So I talked to a bunch of people who were paralyzed. We forget about those people who are paralyzed or who are maimed, who lose an arm, lose a limb. That’s a really big idea because people are not thinking about what’s left after the bullets fall, right? After the dead bodies. We’re talking about people who have to live with these wounds. So in that same vain after July 4th weekend when you had at least 82 people shot and 16 people get killed, which is completely insane, I thought to myself, could you imagine how many people witness these shootings? How many people had to see the people get killed? Again, with that same idea that beyond just those who are killed, the community is left to pick up the pieces and move on with their lives. So that was kind of the impetus. Let’s talk about the other wounds that are opened up time and time again. So that was kind of the heart of the initial idea behind the story.

You have some really interesting characters. How did you find the family?

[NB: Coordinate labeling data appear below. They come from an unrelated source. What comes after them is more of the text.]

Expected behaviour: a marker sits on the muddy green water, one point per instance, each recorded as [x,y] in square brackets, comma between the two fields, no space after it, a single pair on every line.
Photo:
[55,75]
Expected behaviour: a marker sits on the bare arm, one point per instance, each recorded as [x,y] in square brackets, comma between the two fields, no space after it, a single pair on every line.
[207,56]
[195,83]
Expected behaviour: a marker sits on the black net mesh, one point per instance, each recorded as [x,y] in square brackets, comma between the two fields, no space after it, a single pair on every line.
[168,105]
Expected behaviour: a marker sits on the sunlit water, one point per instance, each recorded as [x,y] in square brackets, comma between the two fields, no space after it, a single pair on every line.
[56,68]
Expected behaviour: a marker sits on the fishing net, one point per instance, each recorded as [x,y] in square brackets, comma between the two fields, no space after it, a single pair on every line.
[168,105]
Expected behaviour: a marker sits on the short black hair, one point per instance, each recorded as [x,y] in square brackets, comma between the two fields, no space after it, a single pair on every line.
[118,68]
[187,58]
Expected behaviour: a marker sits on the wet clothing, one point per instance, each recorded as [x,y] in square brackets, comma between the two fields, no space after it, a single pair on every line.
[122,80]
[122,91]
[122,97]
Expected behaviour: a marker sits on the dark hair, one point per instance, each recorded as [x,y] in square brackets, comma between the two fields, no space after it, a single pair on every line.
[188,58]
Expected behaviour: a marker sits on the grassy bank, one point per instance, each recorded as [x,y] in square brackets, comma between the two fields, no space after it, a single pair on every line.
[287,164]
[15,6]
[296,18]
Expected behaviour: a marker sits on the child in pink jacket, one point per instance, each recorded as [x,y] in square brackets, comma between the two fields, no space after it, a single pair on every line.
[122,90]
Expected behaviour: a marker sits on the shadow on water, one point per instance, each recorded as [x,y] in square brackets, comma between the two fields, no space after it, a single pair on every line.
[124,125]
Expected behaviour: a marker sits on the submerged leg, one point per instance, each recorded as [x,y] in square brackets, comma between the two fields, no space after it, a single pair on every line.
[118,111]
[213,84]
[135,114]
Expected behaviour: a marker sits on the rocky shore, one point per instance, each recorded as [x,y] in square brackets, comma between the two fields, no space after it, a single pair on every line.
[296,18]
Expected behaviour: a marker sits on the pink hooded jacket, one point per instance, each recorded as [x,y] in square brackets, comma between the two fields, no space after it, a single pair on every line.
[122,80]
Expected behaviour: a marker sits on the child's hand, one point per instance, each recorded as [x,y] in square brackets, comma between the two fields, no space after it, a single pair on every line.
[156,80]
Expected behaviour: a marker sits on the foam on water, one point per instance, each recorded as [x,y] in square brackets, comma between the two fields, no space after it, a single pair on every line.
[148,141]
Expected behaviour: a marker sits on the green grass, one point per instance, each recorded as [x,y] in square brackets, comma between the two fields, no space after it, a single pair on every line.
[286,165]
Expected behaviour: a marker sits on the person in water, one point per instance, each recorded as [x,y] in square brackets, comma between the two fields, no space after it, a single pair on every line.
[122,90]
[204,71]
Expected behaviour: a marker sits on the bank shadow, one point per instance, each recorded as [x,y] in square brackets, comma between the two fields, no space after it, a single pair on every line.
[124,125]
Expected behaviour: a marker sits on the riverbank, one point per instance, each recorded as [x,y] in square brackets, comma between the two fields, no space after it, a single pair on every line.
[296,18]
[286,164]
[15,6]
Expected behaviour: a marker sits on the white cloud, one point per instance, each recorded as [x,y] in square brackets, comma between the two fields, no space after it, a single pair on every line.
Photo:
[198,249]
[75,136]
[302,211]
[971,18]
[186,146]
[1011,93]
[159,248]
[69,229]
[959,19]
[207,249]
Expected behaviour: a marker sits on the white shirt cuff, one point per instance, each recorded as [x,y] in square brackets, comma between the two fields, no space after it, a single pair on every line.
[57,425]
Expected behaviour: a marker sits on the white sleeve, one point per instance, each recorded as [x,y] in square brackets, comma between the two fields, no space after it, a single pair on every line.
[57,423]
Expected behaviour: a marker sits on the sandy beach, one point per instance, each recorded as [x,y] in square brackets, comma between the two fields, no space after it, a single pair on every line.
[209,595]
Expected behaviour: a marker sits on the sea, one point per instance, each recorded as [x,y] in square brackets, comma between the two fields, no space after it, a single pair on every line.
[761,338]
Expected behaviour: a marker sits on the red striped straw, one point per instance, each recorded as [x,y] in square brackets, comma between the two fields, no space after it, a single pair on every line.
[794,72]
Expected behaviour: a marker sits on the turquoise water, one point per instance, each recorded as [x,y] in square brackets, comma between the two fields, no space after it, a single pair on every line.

First of all, it’s always a privilege to me — I don’t take it for granted at all — that people open up and talk to you because they are opening up their truest selves to you, especially when they’re at their darkest time. Fortunately, I do a pretty good job of sourcing. So for all my stories I keep a file. I have all names and numbers separated by neighborhoods and age and all that good stuff. So there is a guy who is in the story, Eric Wilkins, who was paralyzed in a shooting in the late '90s and he lives in Roseland (Chicago, Illinois).

Every once in a while I would call him and check on him, see what’s going on in the neighborhood, and so I was down there talking to him, rolling through the neighborhood. He’s in his wheelchair; I’m on a bike. Seriously, we were riding through the hood, he’s showing me around. We had to borrow one of his friend’s bikes. [After] the first friend let us borrow the bike, there was a leak in the back tire. So we were riding around five minutes in and it’s flat. We have to walk all the way back to his homeboy’s crib. Then we went to a barbershop not too far from where he [Wilkins] was actually shot. The barber is his old friend and he was like, “I got a bike.”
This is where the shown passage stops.